Ecuador March 2022

7 Comments
  1. Cathy Pasterczyk 1 month ago

    Thanks Charles. I’m glad to read that birders get a bit of positive acknowledge. 🙂

    • Author
      Charles Foley 1 month ago

      It’s good to throw a little bit of love their way every so often…. 🙂

  2. john wright 1 month ago

    Hi Charles, Haha don’t think I can help you with the exact id of a thermal image mouse but when I was at Bellavista in January 2018 I watched an Andean Forest Mouse (Chilomys instans) on the ground below the Olinguito/Kinkajou feeding trees one morning.

    • Author
      Charles Foley 1 month ago

      Marvellous! I’ll take that as a confirmed record….. no just kidding, but thanks for the information John.

  3. Lennartv 1 month ago

    Great report Charles! I’m particulary interested in the bit about the Oncilla.
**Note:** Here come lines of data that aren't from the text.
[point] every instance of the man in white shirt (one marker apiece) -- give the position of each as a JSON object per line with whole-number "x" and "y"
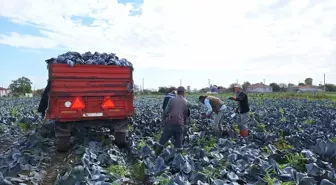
{"x": 217, "y": 106}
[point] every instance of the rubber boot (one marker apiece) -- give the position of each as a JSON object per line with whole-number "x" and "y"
{"x": 244, "y": 133}
{"x": 158, "y": 150}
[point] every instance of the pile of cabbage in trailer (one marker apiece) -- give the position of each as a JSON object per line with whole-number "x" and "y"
{"x": 72, "y": 58}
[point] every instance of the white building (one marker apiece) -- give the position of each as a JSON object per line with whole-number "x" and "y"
{"x": 306, "y": 88}
{"x": 4, "y": 91}
{"x": 259, "y": 88}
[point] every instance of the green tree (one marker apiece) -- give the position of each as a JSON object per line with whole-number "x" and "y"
{"x": 231, "y": 87}
{"x": 275, "y": 87}
{"x": 136, "y": 88}
{"x": 309, "y": 81}
{"x": 291, "y": 85}
{"x": 283, "y": 87}
{"x": 204, "y": 90}
{"x": 21, "y": 85}
{"x": 246, "y": 84}
{"x": 188, "y": 89}
{"x": 166, "y": 90}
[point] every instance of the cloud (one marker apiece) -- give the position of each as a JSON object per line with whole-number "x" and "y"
{"x": 256, "y": 36}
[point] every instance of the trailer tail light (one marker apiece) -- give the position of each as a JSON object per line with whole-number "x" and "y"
{"x": 130, "y": 87}
{"x": 77, "y": 104}
{"x": 108, "y": 104}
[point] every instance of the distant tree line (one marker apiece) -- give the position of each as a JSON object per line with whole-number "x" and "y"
{"x": 23, "y": 85}
{"x": 277, "y": 87}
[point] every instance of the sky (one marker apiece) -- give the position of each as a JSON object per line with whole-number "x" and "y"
{"x": 171, "y": 40}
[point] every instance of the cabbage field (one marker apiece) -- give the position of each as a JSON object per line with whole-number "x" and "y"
{"x": 292, "y": 141}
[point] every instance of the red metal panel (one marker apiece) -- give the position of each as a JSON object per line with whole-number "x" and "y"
{"x": 91, "y": 83}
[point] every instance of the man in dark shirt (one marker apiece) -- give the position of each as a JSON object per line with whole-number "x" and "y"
{"x": 164, "y": 105}
{"x": 176, "y": 120}
{"x": 243, "y": 109}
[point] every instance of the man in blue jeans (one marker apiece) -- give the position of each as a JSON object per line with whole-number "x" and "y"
{"x": 176, "y": 120}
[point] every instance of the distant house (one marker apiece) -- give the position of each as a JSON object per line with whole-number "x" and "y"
{"x": 259, "y": 88}
{"x": 4, "y": 91}
{"x": 304, "y": 88}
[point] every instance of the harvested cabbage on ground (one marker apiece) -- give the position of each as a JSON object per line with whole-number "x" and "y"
{"x": 292, "y": 141}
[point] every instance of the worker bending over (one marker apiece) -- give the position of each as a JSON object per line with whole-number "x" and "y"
{"x": 243, "y": 110}
{"x": 164, "y": 104}
{"x": 214, "y": 105}
{"x": 175, "y": 122}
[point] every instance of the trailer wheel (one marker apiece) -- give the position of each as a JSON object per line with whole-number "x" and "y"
{"x": 63, "y": 143}
{"x": 121, "y": 139}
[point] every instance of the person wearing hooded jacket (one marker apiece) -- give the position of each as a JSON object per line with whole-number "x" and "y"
{"x": 243, "y": 110}
{"x": 216, "y": 106}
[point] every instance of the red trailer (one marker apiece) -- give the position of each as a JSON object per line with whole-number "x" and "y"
{"x": 90, "y": 96}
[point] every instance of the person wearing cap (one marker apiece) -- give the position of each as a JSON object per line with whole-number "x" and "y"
{"x": 243, "y": 109}
{"x": 167, "y": 98}
{"x": 216, "y": 106}
{"x": 176, "y": 120}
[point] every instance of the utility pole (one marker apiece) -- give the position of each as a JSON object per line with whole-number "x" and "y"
{"x": 324, "y": 82}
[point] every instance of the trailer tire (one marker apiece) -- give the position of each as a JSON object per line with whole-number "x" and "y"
{"x": 120, "y": 139}
{"x": 63, "y": 143}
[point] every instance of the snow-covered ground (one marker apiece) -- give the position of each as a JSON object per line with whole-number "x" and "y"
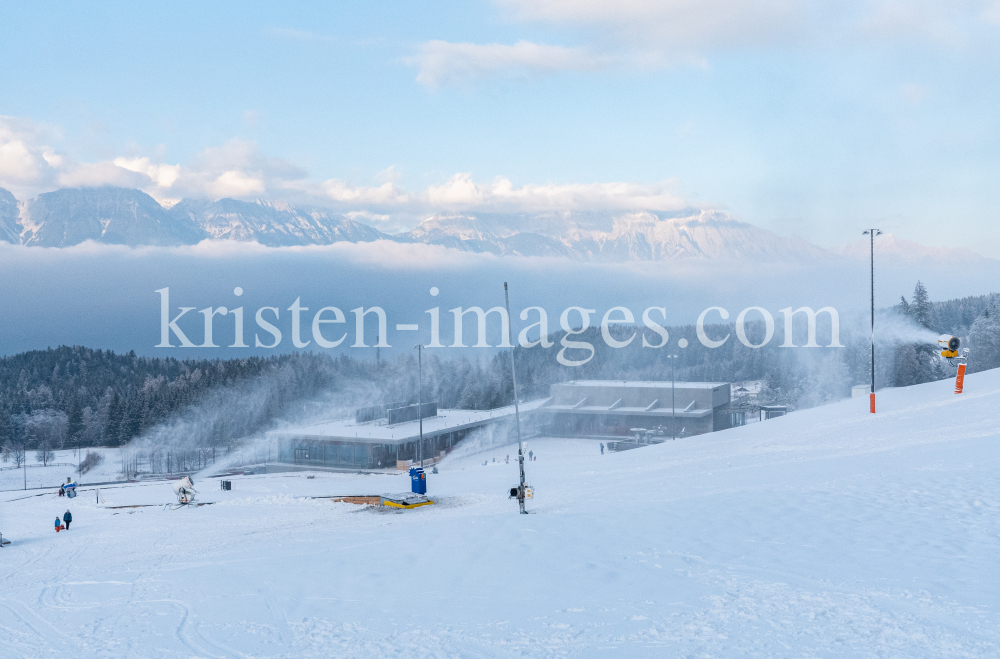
{"x": 63, "y": 466}
{"x": 829, "y": 532}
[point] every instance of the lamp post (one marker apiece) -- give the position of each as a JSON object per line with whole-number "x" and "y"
{"x": 420, "y": 398}
{"x": 871, "y": 233}
{"x": 673, "y": 399}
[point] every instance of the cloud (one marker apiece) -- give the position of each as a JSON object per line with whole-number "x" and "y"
{"x": 460, "y": 191}
{"x": 670, "y": 23}
{"x": 653, "y": 34}
{"x": 28, "y": 166}
{"x": 443, "y": 62}
{"x": 385, "y": 194}
{"x": 23, "y": 158}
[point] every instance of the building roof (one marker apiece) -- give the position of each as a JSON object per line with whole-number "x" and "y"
{"x": 372, "y": 433}
{"x": 645, "y": 384}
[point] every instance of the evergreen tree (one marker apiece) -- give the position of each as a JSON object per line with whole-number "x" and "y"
{"x": 920, "y": 309}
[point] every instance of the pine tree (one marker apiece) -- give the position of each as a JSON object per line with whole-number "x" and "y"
{"x": 921, "y": 306}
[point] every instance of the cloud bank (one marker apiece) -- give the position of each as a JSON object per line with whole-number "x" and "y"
{"x": 653, "y": 34}
{"x": 29, "y": 165}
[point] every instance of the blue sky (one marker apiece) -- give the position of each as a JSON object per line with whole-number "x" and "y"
{"x": 812, "y": 118}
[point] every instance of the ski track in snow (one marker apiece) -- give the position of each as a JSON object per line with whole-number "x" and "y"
{"x": 826, "y": 533}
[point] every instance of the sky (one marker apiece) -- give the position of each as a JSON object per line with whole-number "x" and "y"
{"x": 817, "y": 119}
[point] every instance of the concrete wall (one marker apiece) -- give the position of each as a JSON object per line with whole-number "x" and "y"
{"x": 639, "y": 396}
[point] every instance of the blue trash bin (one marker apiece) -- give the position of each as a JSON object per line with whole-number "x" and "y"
{"x": 418, "y": 480}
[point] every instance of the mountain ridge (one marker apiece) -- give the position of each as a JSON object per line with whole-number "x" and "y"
{"x": 124, "y": 216}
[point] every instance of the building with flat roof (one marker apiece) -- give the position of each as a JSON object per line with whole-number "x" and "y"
{"x": 614, "y": 408}
{"x": 367, "y": 443}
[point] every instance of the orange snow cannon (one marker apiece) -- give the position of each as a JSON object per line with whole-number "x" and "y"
{"x": 949, "y": 345}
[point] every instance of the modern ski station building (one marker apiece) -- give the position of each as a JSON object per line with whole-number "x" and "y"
{"x": 617, "y": 408}
{"x": 388, "y": 436}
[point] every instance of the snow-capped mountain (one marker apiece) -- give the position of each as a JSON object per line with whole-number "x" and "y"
{"x": 116, "y": 216}
{"x": 131, "y": 217}
{"x": 271, "y": 223}
{"x": 641, "y": 236}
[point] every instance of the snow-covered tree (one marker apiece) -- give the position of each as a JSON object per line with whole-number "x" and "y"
{"x": 984, "y": 341}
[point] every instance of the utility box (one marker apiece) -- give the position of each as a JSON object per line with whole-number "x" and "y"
{"x": 418, "y": 480}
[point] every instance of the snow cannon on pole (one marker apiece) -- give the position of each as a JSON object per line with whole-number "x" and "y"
{"x": 949, "y": 346}
{"x": 184, "y": 489}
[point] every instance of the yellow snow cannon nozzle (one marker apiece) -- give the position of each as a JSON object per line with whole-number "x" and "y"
{"x": 949, "y": 345}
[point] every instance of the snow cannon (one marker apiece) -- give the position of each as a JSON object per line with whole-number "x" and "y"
{"x": 184, "y": 489}
{"x": 949, "y": 345}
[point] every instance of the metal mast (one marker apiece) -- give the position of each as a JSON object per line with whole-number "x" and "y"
{"x": 420, "y": 398}
{"x": 673, "y": 399}
{"x": 517, "y": 409}
{"x": 872, "y": 233}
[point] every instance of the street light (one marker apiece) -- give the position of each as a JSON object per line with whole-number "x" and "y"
{"x": 673, "y": 404}
{"x": 872, "y": 233}
{"x": 420, "y": 398}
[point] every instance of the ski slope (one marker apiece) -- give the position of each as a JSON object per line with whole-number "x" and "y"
{"x": 827, "y": 533}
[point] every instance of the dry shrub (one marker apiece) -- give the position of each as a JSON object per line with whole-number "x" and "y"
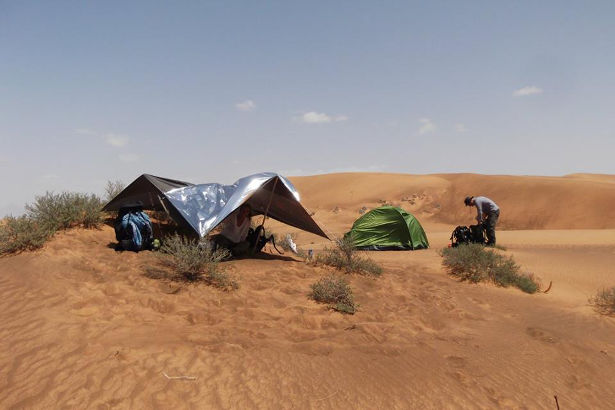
{"x": 346, "y": 257}
{"x": 604, "y": 301}
{"x": 112, "y": 189}
{"x": 19, "y": 234}
{"x": 47, "y": 215}
{"x": 54, "y": 212}
{"x": 336, "y": 292}
{"x": 191, "y": 261}
{"x": 475, "y": 263}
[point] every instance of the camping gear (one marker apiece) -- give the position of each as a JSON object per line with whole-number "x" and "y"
{"x": 133, "y": 230}
{"x": 258, "y": 239}
{"x": 387, "y": 228}
{"x": 461, "y": 235}
{"x": 465, "y": 235}
{"x": 201, "y": 208}
{"x": 478, "y": 233}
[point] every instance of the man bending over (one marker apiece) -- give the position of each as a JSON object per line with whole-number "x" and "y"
{"x": 487, "y": 214}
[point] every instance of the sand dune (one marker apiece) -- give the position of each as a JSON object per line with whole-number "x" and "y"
{"x": 573, "y": 202}
{"x": 82, "y": 326}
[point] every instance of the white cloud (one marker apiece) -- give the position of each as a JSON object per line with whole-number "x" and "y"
{"x": 313, "y": 117}
{"x": 247, "y": 105}
{"x": 319, "y": 171}
{"x": 116, "y": 140}
{"x": 84, "y": 131}
{"x": 128, "y": 157}
{"x": 527, "y": 90}
{"x": 427, "y": 126}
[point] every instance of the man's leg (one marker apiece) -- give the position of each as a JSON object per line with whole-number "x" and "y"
{"x": 492, "y": 221}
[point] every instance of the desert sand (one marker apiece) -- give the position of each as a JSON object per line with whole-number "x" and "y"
{"x": 82, "y": 326}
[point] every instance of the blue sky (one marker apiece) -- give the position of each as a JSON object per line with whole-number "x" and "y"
{"x": 210, "y": 91}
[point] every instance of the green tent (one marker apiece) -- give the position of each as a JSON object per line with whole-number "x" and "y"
{"x": 388, "y": 228}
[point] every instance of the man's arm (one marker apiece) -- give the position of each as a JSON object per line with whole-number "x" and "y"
{"x": 479, "y": 211}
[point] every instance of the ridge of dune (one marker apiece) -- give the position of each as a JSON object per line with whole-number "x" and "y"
{"x": 83, "y": 326}
{"x": 526, "y": 202}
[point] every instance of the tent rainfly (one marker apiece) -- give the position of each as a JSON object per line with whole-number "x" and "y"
{"x": 202, "y": 207}
{"x": 388, "y": 228}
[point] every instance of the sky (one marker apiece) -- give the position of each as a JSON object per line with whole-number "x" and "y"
{"x": 209, "y": 91}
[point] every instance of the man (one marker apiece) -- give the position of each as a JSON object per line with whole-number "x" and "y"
{"x": 487, "y": 214}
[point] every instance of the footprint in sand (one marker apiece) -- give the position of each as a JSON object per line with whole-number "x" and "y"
{"x": 541, "y": 334}
{"x": 456, "y": 361}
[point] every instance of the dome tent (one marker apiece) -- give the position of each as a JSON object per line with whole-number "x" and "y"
{"x": 388, "y": 228}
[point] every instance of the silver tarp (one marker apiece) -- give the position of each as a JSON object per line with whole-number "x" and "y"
{"x": 205, "y": 206}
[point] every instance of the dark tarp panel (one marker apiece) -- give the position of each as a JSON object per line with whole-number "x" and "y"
{"x": 284, "y": 207}
{"x": 147, "y": 191}
{"x": 203, "y": 207}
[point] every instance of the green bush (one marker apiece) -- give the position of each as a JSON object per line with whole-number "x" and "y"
{"x": 604, "y": 301}
{"x": 112, "y": 189}
{"x": 336, "y": 292}
{"x": 19, "y": 234}
{"x": 53, "y": 212}
{"x": 192, "y": 262}
{"x": 475, "y": 263}
{"x": 346, "y": 257}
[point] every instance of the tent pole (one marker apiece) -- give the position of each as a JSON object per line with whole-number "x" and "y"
{"x": 275, "y": 183}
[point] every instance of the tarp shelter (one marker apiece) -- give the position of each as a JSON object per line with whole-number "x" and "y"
{"x": 388, "y": 228}
{"x": 202, "y": 207}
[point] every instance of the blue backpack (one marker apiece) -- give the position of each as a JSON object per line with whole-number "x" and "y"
{"x": 133, "y": 230}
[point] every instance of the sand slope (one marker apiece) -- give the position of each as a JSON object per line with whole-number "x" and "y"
{"x": 82, "y": 326}
{"x": 572, "y": 202}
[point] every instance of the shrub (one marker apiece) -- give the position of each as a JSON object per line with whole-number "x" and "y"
{"x": 475, "y": 263}
{"x": 604, "y": 301}
{"x": 191, "y": 261}
{"x": 112, "y": 189}
{"x": 53, "y": 212}
{"x": 21, "y": 234}
{"x": 336, "y": 292}
{"x": 346, "y": 257}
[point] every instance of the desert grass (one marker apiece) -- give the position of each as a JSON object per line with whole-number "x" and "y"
{"x": 112, "y": 189}
{"x": 604, "y": 301}
{"x": 475, "y": 263}
{"x": 48, "y": 214}
{"x": 18, "y": 234}
{"x": 345, "y": 256}
{"x": 65, "y": 210}
{"x": 191, "y": 261}
{"x": 336, "y": 292}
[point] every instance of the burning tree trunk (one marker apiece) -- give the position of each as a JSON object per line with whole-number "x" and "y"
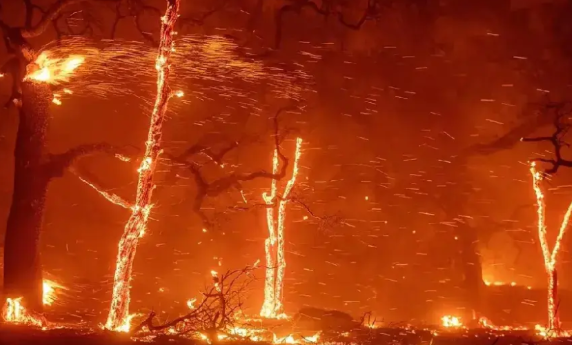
{"x": 550, "y": 258}
{"x": 118, "y": 318}
{"x": 22, "y": 267}
{"x": 273, "y": 306}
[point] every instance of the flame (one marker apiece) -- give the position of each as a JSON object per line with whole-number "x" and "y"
{"x": 274, "y": 245}
{"x": 486, "y": 323}
{"x": 551, "y": 333}
{"x": 14, "y": 312}
{"x": 449, "y": 321}
{"x": 550, "y": 258}
{"x": 49, "y": 294}
{"x": 135, "y": 228}
{"x": 54, "y": 70}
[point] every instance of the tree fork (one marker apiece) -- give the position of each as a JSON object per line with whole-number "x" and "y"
{"x": 22, "y": 264}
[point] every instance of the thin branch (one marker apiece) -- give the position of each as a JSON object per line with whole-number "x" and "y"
{"x": 135, "y": 9}
{"x": 58, "y": 163}
{"x": 201, "y": 19}
{"x": 218, "y": 186}
{"x": 297, "y": 6}
{"x": 561, "y": 125}
{"x": 49, "y": 16}
{"x": 111, "y": 197}
{"x": 216, "y": 311}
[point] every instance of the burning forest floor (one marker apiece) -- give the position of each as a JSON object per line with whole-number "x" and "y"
{"x": 12, "y": 334}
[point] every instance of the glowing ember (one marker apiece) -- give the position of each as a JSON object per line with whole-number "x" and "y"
{"x": 549, "y": 257}
{"x": 274, "y": 245}
{"x": 551, "y": 333}
{"x": 135, "y": 228}
{"x": 449, "y": 321}
{"x": 14, "y": 312}
{"x": 53, "y": 71}
{"x": 49, "y": 292}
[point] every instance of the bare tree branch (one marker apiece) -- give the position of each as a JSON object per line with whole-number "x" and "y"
{"x": 216, "y": 312}
{"x": 326, "y": 9}
{"x": 111, "y": 197}
{"x": 200, "y": 20}
{"x": 233, "y": 180}
{"x": 135, "y": 9}
{"x": 49, "y": 16}
{"x": 560, "y": 114}
{"x": 58, "y": 163}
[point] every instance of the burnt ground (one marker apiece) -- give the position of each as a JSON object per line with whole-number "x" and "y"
{"x": 12, "y": 335}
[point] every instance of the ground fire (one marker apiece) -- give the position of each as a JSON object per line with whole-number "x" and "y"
{"x": 285, "y": 172}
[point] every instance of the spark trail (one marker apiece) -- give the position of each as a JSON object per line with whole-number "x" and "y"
{"x": 118, "y": 317}
{"x": 273, "y": 306}
{"x": 550, "y": 258}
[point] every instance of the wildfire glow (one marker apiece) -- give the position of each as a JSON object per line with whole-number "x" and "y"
{"x": 14, "y": 312}
{"x": 49, "y": 295}
{"x": 549, "y": 257}
{"x": 135, "y": 228}
{"x": 274, "y": 245}
{"x": 449, "y": 321}
{"x": 54, "y": 70}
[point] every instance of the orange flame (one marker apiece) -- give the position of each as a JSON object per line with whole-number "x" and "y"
{"x": 14, "y": 312}
{"x": 49, "y": 294}
{"x": 274, "y": 245}
{"x": 449, "y": 321}
{"x": 119, "y": 316}
{"x": 54, "y": 70}
{"x": 550, "y": 258}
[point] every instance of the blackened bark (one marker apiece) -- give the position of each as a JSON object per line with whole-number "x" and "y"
{"x": 22, "y": 266}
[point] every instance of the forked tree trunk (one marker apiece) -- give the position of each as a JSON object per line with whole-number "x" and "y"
{"x": 22, "y": 266}
{"x": 553, "y": 318}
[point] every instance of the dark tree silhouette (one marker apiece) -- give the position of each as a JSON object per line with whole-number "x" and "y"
{"x": 34, "y": 167}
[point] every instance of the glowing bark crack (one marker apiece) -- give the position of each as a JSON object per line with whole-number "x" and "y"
{"x": 554, "y": 326}
{"x": 119, "y": 318}
{"x": 273, "y": 306}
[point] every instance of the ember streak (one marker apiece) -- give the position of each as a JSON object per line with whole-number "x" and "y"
{"x": 273, "y": 306}
{"x": 119, "y": 318}
{"x": 550, "y": 257}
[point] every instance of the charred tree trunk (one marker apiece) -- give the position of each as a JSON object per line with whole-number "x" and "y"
{"x": 553, "y": 317}
{"x": 22, "y": 266}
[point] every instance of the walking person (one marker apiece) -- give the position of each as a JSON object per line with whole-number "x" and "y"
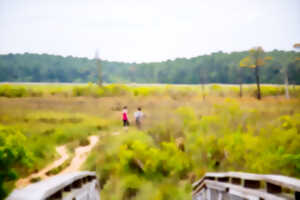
{"x": 125, "y": 116}
{"x": 138, "y": 117}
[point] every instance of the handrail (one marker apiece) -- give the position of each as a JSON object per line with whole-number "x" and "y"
{"x": 258, "y": 185}
{"x": 53, "y": 187}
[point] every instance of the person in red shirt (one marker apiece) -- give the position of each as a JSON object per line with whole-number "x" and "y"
{"x": 125, "y": 116}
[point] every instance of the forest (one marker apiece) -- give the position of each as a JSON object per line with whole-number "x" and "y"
{"x": 217, "y": 67}
{"x": 182, "y": 137}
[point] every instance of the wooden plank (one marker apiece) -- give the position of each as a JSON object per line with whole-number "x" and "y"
{"x": 44, "y": 189}
{"x": 283, "y": 181}
{"x": 244, "y": 192}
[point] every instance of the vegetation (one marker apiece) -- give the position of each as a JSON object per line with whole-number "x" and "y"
{"x": 182, "y": 136}
{"x": 217, "y": 67}
{"x": 30, "y": 132}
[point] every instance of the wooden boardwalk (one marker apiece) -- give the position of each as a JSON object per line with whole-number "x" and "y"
{"x": 244, "y": 186}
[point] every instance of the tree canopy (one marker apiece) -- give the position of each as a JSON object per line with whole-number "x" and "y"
{"x": 217, "y": 67}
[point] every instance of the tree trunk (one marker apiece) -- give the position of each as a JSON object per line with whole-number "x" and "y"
{"x": 241, "y": 90}
{"x": 286, "y": 84}
{"x": 203, "y": 89}
{"x": 257, "y": 82}
{"x": 240, "y": 82}
{"x": 99, "y": 72}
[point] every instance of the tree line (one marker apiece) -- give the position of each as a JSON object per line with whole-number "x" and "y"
{"x": 217, "y": 67}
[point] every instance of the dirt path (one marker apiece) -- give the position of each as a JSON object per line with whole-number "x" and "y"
{"x": 80, "y": 156}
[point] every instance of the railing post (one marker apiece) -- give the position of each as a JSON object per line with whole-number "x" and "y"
{"x": 274, "y": 189}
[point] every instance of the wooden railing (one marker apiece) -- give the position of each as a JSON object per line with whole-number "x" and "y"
{"x": 71, "y": 186}
{"x": 238, "y": 185}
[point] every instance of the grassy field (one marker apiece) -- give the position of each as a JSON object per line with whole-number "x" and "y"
{"x": 183, "y": 136}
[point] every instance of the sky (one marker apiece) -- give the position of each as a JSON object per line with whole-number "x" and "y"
{"x": 146, "y": 30}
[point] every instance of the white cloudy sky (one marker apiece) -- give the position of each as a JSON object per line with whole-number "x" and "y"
{"x": 146, "y": 30}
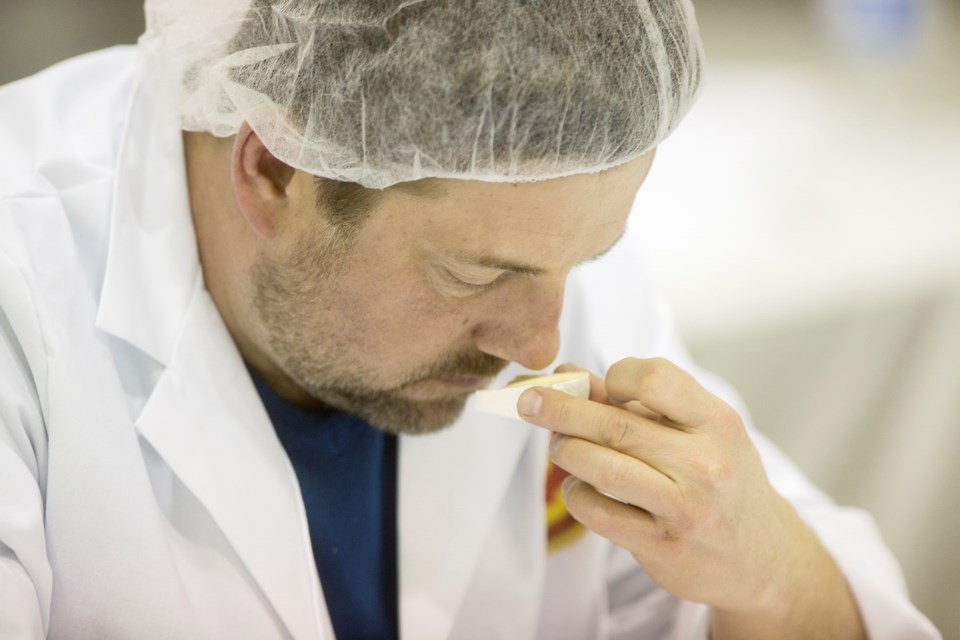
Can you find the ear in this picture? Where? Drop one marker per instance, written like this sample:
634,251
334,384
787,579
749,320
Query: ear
260,182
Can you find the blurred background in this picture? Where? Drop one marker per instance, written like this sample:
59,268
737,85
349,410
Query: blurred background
805,223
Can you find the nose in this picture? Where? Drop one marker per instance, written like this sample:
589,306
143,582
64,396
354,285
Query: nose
526,328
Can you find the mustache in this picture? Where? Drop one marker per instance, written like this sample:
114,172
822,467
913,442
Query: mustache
463,365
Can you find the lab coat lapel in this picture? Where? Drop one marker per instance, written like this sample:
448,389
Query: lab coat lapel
207,422
202,413
451,487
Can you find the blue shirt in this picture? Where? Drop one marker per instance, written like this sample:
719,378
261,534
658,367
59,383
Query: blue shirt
347,471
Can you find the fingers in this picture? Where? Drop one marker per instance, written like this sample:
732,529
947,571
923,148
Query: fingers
629,527
666,389
615,474
607,426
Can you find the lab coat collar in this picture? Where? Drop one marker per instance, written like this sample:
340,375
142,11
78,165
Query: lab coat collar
207,422
152,263
451,486
203,415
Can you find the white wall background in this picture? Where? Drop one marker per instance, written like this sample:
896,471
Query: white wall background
805,222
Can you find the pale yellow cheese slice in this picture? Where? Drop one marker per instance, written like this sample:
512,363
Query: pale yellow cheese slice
503,402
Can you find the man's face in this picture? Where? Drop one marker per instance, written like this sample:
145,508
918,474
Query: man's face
435,293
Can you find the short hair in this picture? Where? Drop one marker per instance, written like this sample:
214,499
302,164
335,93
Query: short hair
386,91
346,204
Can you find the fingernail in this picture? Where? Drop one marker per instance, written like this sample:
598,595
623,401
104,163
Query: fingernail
530,403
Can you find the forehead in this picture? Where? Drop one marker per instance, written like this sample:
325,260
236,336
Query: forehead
551,222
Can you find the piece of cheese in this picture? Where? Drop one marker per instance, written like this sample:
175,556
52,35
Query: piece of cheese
503,402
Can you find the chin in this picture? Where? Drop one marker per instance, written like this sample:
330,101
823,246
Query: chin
414,417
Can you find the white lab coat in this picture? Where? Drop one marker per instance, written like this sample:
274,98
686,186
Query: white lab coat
143,492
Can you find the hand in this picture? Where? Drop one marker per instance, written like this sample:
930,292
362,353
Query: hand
667,471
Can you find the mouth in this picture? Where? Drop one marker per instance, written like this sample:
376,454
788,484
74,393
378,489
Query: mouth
436,388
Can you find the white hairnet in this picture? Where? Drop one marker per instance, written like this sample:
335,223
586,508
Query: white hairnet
385,91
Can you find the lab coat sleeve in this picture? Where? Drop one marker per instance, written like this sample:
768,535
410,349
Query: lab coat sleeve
849,535
25,573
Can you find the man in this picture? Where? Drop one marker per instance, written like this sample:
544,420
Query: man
250,275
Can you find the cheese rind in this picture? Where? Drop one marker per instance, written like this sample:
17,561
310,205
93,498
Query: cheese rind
503,402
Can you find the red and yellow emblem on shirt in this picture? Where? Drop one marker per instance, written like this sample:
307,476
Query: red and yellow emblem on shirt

It must be a very recent development as I asked a lot about Oncilla’s at Bellavista when I was there in October, but was told they had only seen it once a month for a few months on the trails. Someone else also put in an effort last December but didn’t have any luck either. Well, if there are pictures there must be some truth to it… The only pictures I have seen so far from Bellavista look like lucky encounters on the trails during the day. I’m curious if another mammalwatcher might be able to use this new information to his or her advantage.

    • Author
      Charles Foley 1 month ago

      Yes the information I got was that during the dry(er) season the Oncilla would regularly sleep at one of 4 or 5 sites in tree boles along one of the walking trails. Apparently you creep up to the sleeping site during an early morning walk and peek your head in to see if it’s there. He showed me photos of a sleeping Oncilla in at least one site, possibly more. During the rains the animal moved away and hadn’t been seen for about 4 months – although presumably it should have been around when you were there. He then saw it twice in the space of 4 days around the time we were there. I guess anybody planning on visiting Bellavista should specifically ask about this and let them know in advance that they are interested in trying to find the animal. Unfortunately I can’t recall the guides’ name, but he was a young chap and seemed to be their main guide.

  4. Michael 4 weeks ago

    I also just returned from Ecuador. Not much to report since I was mostly botanizing with students (which makes a lot of noise) and it rained a lot, especially at night, but two things might be of interest:
    Milpe Bird Sanctuary below Mindo has very active bird feeders that appear to be regularly visited by a Tayra. We saw it twice in about three hours and the local guides were very familiar with it. Also visiting the feeders were Central American Agoutis and Red-tailed Squirrels. In the forest (down by the river) I saw a Western Dwarf Squirrel.
    A nature guide at Milpe also told me about a roost of Northern Ghost bats at Reserva La Esmeralda near Puerto López in Manabí province. The bats roost in one of the buildings at the reserve entrance and are well known to the locals and and are regularly shown to visitors. The guide showed me very nice photos.